Collections.emptyList().spliterator() is not ORDERED

Paul Sandoz paul.sandoz at
Mon Sep 7 08:45:50 UTC 2015

Hi Tagir,

Well spotted. We made an exception when the spliterator covers no elements:

I thought i could get away solely with a specification change to allow reuse of an empty spliterator implementation. But, as you show it pops up in certain cases that aggregate two or more streams. In hindsight i somewhat regret this decision as it makes general processing more difficult :-(

In this case we should fix Stream.concat to check if a spliterator reporting SIZED is empty, which will allow us to optimize the concatenation [1].


P.S. I still have a bunch of your stuff in my queue to process, sorry it’s taking so long,i will get to them in the next couple of weeks, but i need to process some other stuff first.

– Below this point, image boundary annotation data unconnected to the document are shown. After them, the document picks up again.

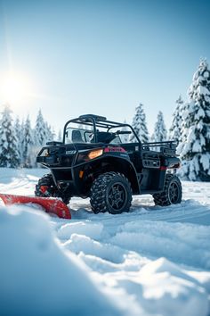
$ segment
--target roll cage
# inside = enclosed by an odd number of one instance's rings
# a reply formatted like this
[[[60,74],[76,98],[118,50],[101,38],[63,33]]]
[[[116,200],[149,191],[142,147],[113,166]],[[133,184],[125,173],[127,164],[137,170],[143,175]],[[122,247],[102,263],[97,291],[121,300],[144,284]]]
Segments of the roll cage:
[[[127,124],[127,123],[119,123],[112,121],[108,121],[103,116],[94,115],[94,114],[85,114],[81,115],[78,118],[69,120],[66,122],[64,129],[63,129],[63,144],[65,144],[66,137],[67,137],[67,130],[70,123],[76,123],[77,125],[85,125],[87,127],[93,127],[93,138],[92,143],[99,143],[100,140],[98,139],[98,129],[99,128],[102,128],[106,129],[106,132],[109,132],[111,129],[114,128],[123,128],[127,127],[131,129],[131,132],[133,133],[134,137],[138,143],[141,144],[136,132],[134,131],[133,128]]]

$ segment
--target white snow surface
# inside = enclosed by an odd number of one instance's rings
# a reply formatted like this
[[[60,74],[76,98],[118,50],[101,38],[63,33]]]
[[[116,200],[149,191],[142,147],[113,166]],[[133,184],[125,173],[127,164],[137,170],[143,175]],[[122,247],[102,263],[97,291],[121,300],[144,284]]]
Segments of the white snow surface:
[[[0,192],[33,195],[46,171],[0,169]],[[2,204],[0,314],[210,315],[210,183],[182,187],[181,204],[133,196],[120,215]]]

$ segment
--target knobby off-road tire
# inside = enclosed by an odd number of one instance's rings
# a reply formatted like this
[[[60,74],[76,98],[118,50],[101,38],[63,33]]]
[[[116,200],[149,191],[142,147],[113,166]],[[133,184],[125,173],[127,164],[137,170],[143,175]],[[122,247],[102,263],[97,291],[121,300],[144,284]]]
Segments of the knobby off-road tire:
[[[48,187],[47,190],[44,193],[41,187]],[[35,189],[35,195],[41,197],[61,197],[62,201],[69,204],[70,197],[61,195],[58,188],[54,185],[54,181],[51,173],[45,174],[39,180]]]
[[[93,181],[90,203],[94,213],[129,212],[131,202],[131,185],[123,174],[106,172]]]
[[[153,195],[156,205],[167,206],[181,203],[182,197],[182,183],[177,176],[166,175],[164,190]]]

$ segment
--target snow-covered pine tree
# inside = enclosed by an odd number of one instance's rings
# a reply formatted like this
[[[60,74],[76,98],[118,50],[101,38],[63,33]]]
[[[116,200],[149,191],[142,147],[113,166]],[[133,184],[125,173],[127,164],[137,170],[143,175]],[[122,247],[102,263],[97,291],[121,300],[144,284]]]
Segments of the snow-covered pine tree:
[[[124,124],[126,124],[126,121],[124,121]],[[124,132],[127,132],[127,131],[131,131],[131,129],[129,129],[127,126],[124,126],[122,128],[122,131]],[[129,134],[122,134],[120,136],[121,141],[122,143],[128,143],[129,142]]]
[[[16,138],[16,147],[20,165],[21,165],[22,162],[22,131],[23,129],[21,129],[19,117],[17,117],[14,122],[14,135]]]
[[[62,142],[62,133],[61,129],[59,129],[59,134],[57,138],[58,138],[58,142]]]
[[[158,112],[158,120],[155,124],[154,133],[151,140],[153,142],[162,142],[167,138],[167,130],[164,122],[164,114],[161,111]]]
[[[55,138],[55,131],[51,125],[45,121],[45,129],[46,129],[46,142],[52,141]]]
[[[23,129],[22,139],[22,162],[23,167],[32,168],[35,166],[36,156],[33,151],[34,135],[31,129],[29,116],[28,115]]]
[[[137,136],[142,143],[149,142],[149,132],[146,123],[146,115],[143,111],[142,104],[140,104],[135,108],[135,115],[133,119],[132,127],[133,128],[134,131],[136,132]],[[133,134],[131,135],[130,141],[136,141]]]
[[[35,146],[40,147],[45,145],[48,140],[48,134],[47,124],[44,121],[41,110],[39,110],[35,125]]]
[[[169,129],[169,139],[175,140],[177,144],[179,144],[181,140],[181,130],[182,125],[182,106],[183,106],[183,100],[180,96],[179,98],[176,100],[175,110],[173,113],[172,126]]]
[[[180,154],[181,175],[210,181],[210,69],[202,60],[188,90]]]
[[[12,111],[9,105],[5,104],[0,121],[0,167],[17,168],[19,166],[20,157],[16,145]]]

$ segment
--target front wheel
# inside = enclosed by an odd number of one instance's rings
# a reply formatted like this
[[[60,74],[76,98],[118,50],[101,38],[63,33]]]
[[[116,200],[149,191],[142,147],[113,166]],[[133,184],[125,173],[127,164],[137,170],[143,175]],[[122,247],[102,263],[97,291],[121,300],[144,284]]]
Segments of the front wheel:
[[[166,175],[163,192],[153,195],[155,204],[161,206],[178,204],[182,197],[182,187],[179,178],[169,173]]]
[[[92,186],[90,203],[94,213],[129,212],[131,202],[131,185],[123,174],[106,172],[99,176]]]

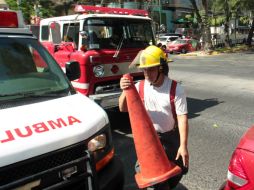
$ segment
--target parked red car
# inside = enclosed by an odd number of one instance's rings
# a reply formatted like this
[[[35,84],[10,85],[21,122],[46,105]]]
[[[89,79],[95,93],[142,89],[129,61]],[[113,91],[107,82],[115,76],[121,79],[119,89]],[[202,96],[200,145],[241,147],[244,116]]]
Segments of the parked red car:
[[[168,44],[170,53],[187,53],[200,49],[200,44],[195,39],[177,39]]]
[[[254,126],[242,136],[229,166],[227,181],[221,190],[254,189]]]

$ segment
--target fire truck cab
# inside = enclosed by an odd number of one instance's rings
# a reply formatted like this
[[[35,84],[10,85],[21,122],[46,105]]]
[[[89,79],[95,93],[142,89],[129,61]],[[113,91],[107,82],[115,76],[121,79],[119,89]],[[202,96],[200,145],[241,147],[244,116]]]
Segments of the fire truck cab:
[[[152,21],[145,10],[77,5],[77,14],[42,19],[40,41],[64,68],[78,61],[81,76],[75,89],[103,108],[118,106],[119,81],[131,73],[143,78],[129,64],[137,53],[155,44]]]
[[[20,12],[0,10],[0,189],[122,189],[106,112],[77,93]]]

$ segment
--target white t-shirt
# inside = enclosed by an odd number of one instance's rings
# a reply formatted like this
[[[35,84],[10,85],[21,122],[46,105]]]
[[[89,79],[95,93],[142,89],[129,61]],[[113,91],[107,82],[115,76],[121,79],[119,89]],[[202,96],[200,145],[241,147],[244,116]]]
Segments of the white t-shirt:
[[[135,85],[139,91],[139,82]],[[164,77],[160,87],[144,83],[144,104],[157,132],[165,133],[174,128],[175,121],[170,105],[170,88],[172,80]],[[175,94],[175,109],[177,115],[187,114],[186,95],[182,86],[177,83]]]

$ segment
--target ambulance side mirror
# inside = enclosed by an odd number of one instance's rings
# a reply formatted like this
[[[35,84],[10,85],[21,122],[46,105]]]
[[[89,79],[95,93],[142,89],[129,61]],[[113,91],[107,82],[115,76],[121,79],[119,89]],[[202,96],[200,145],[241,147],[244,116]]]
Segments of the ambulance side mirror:
[[[69,61],[65,64],[65,74],[70,81],[76,80],[80,77],[80,67],[78,61]]]

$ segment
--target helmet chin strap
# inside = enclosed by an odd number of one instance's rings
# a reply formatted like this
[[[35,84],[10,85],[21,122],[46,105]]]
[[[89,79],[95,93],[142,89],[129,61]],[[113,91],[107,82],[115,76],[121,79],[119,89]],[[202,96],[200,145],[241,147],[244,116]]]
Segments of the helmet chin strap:
[[[158,71],[156,79],[153,82],[150,83],[151,86],[156,84],[156,82],[158,82],[160,75],[161,75],[161,72]]]

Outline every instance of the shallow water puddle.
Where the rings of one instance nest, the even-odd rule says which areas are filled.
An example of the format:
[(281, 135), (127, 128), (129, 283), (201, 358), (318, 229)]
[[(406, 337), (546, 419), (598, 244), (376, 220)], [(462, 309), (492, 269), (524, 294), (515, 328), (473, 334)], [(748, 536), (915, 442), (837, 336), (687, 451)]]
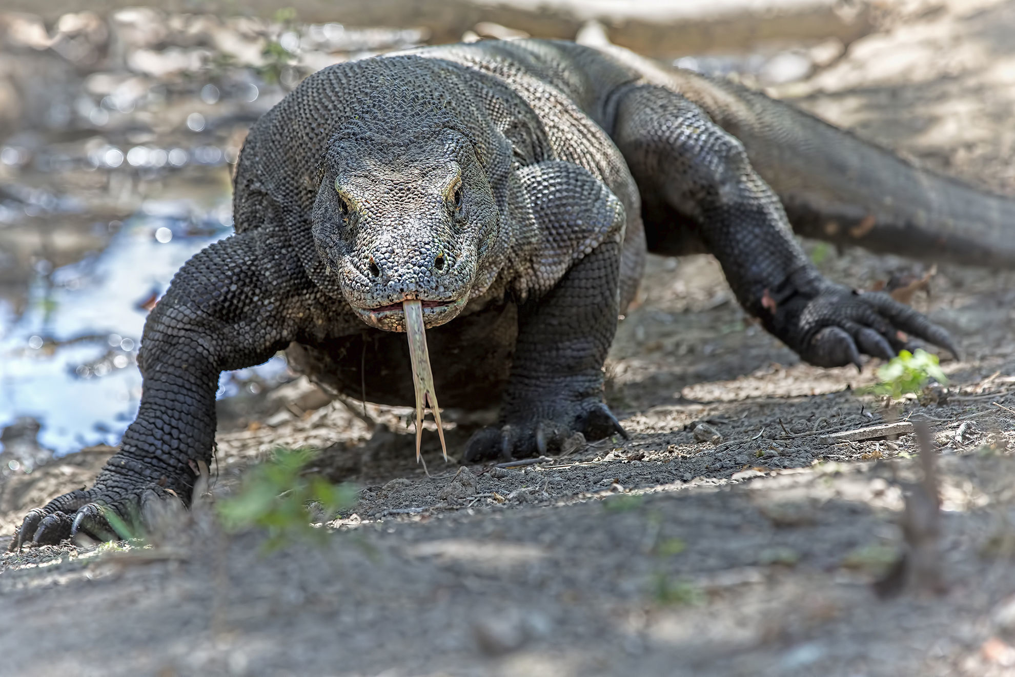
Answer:
[[(0, 300), (0, 428), (35, 418), (39, 445), (57, 455), (117, 444), (137, 412), (148, 311), (177, 270), (230, 225), (227, 202), (210, 211), (146, 202), (101, 252), (55, 270), (37, 266), (21, 317)], [(258, 369), (273, 375), (284, 360)], [(235, 391), (229, 382), (223, 375), (219, 397)]]

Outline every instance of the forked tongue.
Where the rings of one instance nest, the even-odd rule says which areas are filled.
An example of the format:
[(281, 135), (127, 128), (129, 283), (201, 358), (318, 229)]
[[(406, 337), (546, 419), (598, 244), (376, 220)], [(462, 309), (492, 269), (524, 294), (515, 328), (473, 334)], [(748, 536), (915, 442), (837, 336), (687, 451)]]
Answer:
[(444, 428), (441, 427), (441, 409), (437, 397), (433, 392), (433, 373), (430, 371), (430, 356), (426, 351), (426, 327), (423, 326), (423, 304), (418, 300), (407, 300), (402, 303), (405, 310), (405, 333), (409, 337), (409, 356), (412, 358), (412, 385), (416, 390), (416, 462), (420, 460), (419, 444), (423, 437), (423, 416), (427, 402), (433, 412), (433, 420), (437, 424), (437, 434), (441, 436), (441, 450), (445, 461), (448, 460), (448, 447), (444, 442)]

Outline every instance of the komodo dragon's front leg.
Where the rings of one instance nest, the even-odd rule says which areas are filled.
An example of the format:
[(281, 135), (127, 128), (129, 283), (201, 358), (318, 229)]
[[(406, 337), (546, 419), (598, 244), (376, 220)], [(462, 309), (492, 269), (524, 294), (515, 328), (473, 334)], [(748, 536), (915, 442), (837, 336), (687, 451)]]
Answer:
[[(743, 145), (694, 104), (648, 84), (629, 85), (617, 100), (611, 136), (644, 201), (690, 221), (740, 303), (805, 360), (859, 367), (860, 353), (890, 358), (906, 347), (904, 333), (957, 353), (944, 329), (888, 294), (824, 278)], [(646, 220), (650, 249), (676, 227), (661, 220)]]
[(517, 179), (518, 340), (500, 426), (473, 435), (470, 461), (545, 454), (576, 431), (590, 439), (626, 434), (603, 402), (603, 363), (617, 327), (623, 206), (570, 162), (527, 166)]
[(297, 338), (310, 317), (309, 284), (297, 258), (263, 230), (192, 258), (145, 323), (143, 394), (120, 452), (94, 486), (28, 513), (16, 544), (54, 544), (78, 532), (107, 540), (115, 532), (104, 510), (131, 524), (170, 491), (189, 503), (194, 469), (211, 460), (219, 373), (263, 362)]

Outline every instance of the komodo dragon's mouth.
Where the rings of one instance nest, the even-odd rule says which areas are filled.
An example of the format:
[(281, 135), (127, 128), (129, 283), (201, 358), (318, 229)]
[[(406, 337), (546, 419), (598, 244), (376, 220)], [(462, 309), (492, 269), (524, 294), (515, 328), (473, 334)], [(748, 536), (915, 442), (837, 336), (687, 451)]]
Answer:
[[(370, 313), (387, 313), (388, 311), (401, 311), (402, 303), (404, 301), (399, 301), (397, 303), (389, 303), (388, 306), (378, 306), (377, 308), (366, 309)], [(419, 301), (423, 308), (438, 308), (441, 306), (448, 306), (454, 301), (449, 300), (421, 300)]]
[[(420, 444), (423, 435), (423, 417), (426, 407), (433, 412), (441, 436), (441, 449), (445, 461), (448, 447), (445, 444), (444, 428), (441, 426), (441, 409), (433, 388), (433, 373), (430, 370), (430, 356), (426, 348), (426, 327), (436, 327), (455, 319), (465, 308), (468, 298), (456, 300), (406, 299), (398, 303), (375, 308), (356, 308), (363, 322), (386, 331), (404, 331), (409, 339), (409, 356), (412, 360), (412, 385), (416, 393), (416, 461), (421, 461)], [(423, 466), (426, 467), (425, 464)]]
[[(402, 303), (405, 310), (405, 335), (409, 338), (409, 357), (412, 360), (412, 385), (416, 391), (417, 463), (422, 458), (419, 455), (419, 443), (423, 436), (423, 416), (425, 415), (427, 404), (430, 405), (430, 411), (433, 412), (433, 422), (437, 424), (437, 434), (441, 436), (441, 451), (444, 452), (445, 461), (448, 460), (448, 447), (445, 445), (444, 428), (441, 426), (441, 409), (433, 390), (433, 373), (430, 370), (430, 355), (426, 349), (426, 326), (423, 324), (423, 303), (425, 302), (407, 300)], [(424, 465), (423, 467), (425, 468), (426, 466)]]

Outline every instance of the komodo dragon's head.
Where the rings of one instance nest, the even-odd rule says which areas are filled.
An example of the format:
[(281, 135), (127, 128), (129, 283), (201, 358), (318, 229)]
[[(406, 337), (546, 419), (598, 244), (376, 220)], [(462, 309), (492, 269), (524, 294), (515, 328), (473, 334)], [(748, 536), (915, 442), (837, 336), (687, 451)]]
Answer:
[(506, 250), (479, 154), (447, 107), (378, 86), (319, 167), (313, 233), (328, 274), (366, 324), (408, 336), (417, 459), (427, 404), (445, 448), (424, 327), (455, 319), (485, 291)]
[(499, 213), (468, 131), (435, 107), (385, 98), (329, 142), (314, 239), (366, 324), (405, 331), (402, 304), (418, 299), (435, 327), (489, 285)]

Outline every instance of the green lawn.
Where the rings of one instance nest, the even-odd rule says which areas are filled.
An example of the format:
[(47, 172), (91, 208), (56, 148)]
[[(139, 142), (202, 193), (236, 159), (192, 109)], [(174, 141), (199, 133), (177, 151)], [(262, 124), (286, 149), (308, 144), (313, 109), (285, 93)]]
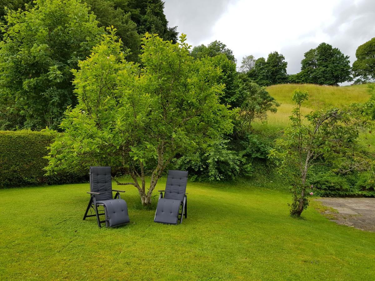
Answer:
[(375, 279), (375, 233), (312, 208), (291, 218), (284, 192), (189, 182), (188, 218), (170, 226), (124, 188), (131, 222), (101, 229), (82, 220), (88, 184), (0, 190), (0, 279)]

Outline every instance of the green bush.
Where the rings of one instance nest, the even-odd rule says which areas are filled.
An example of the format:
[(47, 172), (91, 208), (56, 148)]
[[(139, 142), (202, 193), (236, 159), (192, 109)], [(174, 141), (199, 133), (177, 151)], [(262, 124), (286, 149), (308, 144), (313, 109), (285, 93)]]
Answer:
[(312, 177), (310, 183), (315, 194), (331, 197), (374, 196), (374, 184), (369, 173), (353, 173), (346, 176), (332, 172), (322, 172)]
[(43, 168), (48, 163), (43, 157), (48, 153), (52, 137), (46, 133), (27, 130), (0, 131), (0, 187), (41, 184), (82, 182), (85, 173), (60, 172), (45, 176)]

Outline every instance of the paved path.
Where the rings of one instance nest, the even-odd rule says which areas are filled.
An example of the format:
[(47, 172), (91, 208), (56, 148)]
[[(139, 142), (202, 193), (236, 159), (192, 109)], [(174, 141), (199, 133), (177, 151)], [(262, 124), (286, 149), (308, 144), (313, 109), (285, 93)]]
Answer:
[[(323, 198), (316, 199), (339, 213), (328, 210), (339, 224), (375, 232), (375, 198)], [(332, 217), (332, 216), (330, 216)]]

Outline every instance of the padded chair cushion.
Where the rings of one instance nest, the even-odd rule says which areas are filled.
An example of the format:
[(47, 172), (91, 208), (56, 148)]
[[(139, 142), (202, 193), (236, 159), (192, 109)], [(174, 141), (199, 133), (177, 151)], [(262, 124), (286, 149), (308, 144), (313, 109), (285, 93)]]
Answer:
[(90, 167), (90, 188), (92, 192), (99, 192), (97, 200), (112, 199), (112, 179), (110, 167)]
[(104, 205), (106, 219), (110, 226), (116, 226), (130, 221), (128, 213), (128, 204), (122, 199), (112, 199), (96, 201), (97, 204)]
[(164, 198), (180, 201), (183, 200), (187, 183), (187, 172), (169, 170), (165, 185)]
[(158, 202), (154, 221), (177, 224), (181, 203), (180, 200), (160, 199)]

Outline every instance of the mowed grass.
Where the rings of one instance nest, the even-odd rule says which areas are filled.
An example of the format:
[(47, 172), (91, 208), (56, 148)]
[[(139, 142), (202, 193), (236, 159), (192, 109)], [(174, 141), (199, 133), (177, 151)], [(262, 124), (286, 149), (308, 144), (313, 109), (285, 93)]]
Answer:
[(289, 122), (289, 117), (295, 105), (292, 101), (292, 93), (296, 89), (309, 92), (309, 100), (303, 103), (302, 113), (330, 106), (342, 107), (354, 102), (363, 102), (370, 97), (366, 85), (337, 87), (311, 84), (282, 84), (267, 88), (270, 94), (281, 105), (275, 114), (268, 114), (268, 124), (256, 124), (260, 130), (275, 130), (285, 128)]
[(88, 184), (1, 190), (0, 279), (375, 279), (375, 233), (311, 207), (292, 218), (290, 194), (266, 188), (189, 182), (188, 218), (171, 226), (121, 187), (131, 223), (101, 229), (82, 220)]

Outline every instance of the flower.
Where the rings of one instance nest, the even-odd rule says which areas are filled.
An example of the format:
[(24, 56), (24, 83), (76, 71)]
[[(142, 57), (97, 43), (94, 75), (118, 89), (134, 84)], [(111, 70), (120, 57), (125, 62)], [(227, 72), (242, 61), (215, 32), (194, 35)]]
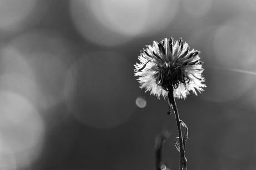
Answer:
[(206, 85), (202, 84), (205, 79), (199, 51), (190, 51), (181, 38), (174, 41), (172, 37), (159, 43), (154, 41), (146, 47), (139, 56), (141, 63), (134, 65), (141, 89), (145, 88), (158, 99), (160, 96), (165, 99), (170, 90), (175, 98), (184, 99), (190, 90), (196, 95), (196, 90), (204, 91), (202, 87)]

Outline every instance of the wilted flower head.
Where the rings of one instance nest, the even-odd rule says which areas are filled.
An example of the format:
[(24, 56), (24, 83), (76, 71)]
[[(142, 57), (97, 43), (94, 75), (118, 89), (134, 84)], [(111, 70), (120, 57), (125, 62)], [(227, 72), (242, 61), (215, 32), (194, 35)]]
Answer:
[(188, 44), (181, 38), (174, 41), (172, 37), (146, 47), (139, 56), (141, 63), (134, 65), (141, 89), (158, 99), (161, 95), (165, 98), (171, 90), (174, 97), (181, 99), (185, 99), (190, 90), (195, 95), (196, 90), (204, 91), (202, 87), (206, 85), (202, 84), (204, 69), (199, 51), (189, 51)]

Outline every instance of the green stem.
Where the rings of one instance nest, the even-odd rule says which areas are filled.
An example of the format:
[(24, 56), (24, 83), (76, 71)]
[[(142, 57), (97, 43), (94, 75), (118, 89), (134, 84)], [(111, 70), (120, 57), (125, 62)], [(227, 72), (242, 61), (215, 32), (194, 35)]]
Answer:
[(183, 148), (183, 138), (182, 136), (181, 127), (180, 126), (181, 121), (179, 116), (178, 112), (177, 106), (176, 102), (173, 96), (173, 89), (169, 88), (169, 91), (168, 92), (168, 103), (170, 107), (173, 107), (174, 111), (174, 115), (176, 118), (176, 122), (177, 123), (178, 132), (179, 133), (179, 141), (180, 142), (180, 169), (183, 170), (183, 159), (184, 154), (184, 151)]

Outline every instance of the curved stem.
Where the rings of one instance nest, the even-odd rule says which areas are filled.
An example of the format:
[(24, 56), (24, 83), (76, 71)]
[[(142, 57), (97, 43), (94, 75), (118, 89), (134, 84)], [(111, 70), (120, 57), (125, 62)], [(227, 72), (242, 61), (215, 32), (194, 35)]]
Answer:
[(183, 170), (183, 159), (184, 154), (183, 138), (182, 136), (181, 127), (180, 126), (181, 121), (178, 112), (177, 106), (176, 105), (175, 100), (173, 96), (173, 89), (169, 88), (169, 91), (168, 92), (168, 103), (170, 107), (172, 106), (174, 111), (174, 115), (176, 118), (176, 122), (177, 123), (178, 132), (179, 133), (179, 141), (180, 143), (180, 169)]

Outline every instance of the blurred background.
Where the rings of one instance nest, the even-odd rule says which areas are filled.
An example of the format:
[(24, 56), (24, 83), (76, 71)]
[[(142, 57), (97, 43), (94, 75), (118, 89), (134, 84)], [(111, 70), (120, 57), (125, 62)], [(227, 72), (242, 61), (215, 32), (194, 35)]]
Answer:
[(207, 87), (177, 100), (188, 169), (256, 169), (256, 1), (0, 0), (0, 169), (178, 169), (167, 101), (133, 65), (181, 37)]

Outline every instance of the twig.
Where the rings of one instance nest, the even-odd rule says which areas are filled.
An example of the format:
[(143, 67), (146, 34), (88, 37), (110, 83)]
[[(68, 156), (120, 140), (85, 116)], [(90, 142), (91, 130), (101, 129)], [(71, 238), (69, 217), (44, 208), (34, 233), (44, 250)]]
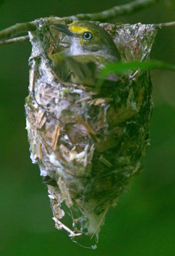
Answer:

On 6 Sep 2015, at 12:21, Tagir F. Valeev <amaembo at> wrote:

> Hello!
> As Paul Sandoz pointed out in the "Custom spliterator for
> Collections.nCopies(n, obj).stream()" discussion, the
> List.spliterator() is specified to be ORDERED. However
> Collections.emptyList().spliterator() violates this specification:
> System.out.println(Collections.emptyList()
>  .spliterator().hasCharacteristics(Spliterator.ORDERED));
> // prints false
> This becomes critical if I want to concatenate streams from the two
> lists returned from two different methods (one of which returned
> emptyList) and process the result in parallel. For example:
> List<Integer> list1 = IntStream.range(0, 100).boxed().collect(Collectors.toList());
> List<Integer> list2 = Collections.emptyList();
> System.out.println(Stream
>      .concat(,
>      .filter(x -> x >= 0).limit(10).collect(Collectors.toList()));
> This code unexpectedly prints some random subset. This can be fixed by
> replacing list2 with
> List<Integer> list2 = Arrays.asList();
> As Arrays.asList().spliterator() is ordered, the resulting stream is
> ordered as well, so we see [0, ..., 9] as expected.
> Looks like a bug in emptyList() implementation.
> With best regards,
> Tagir Valeev.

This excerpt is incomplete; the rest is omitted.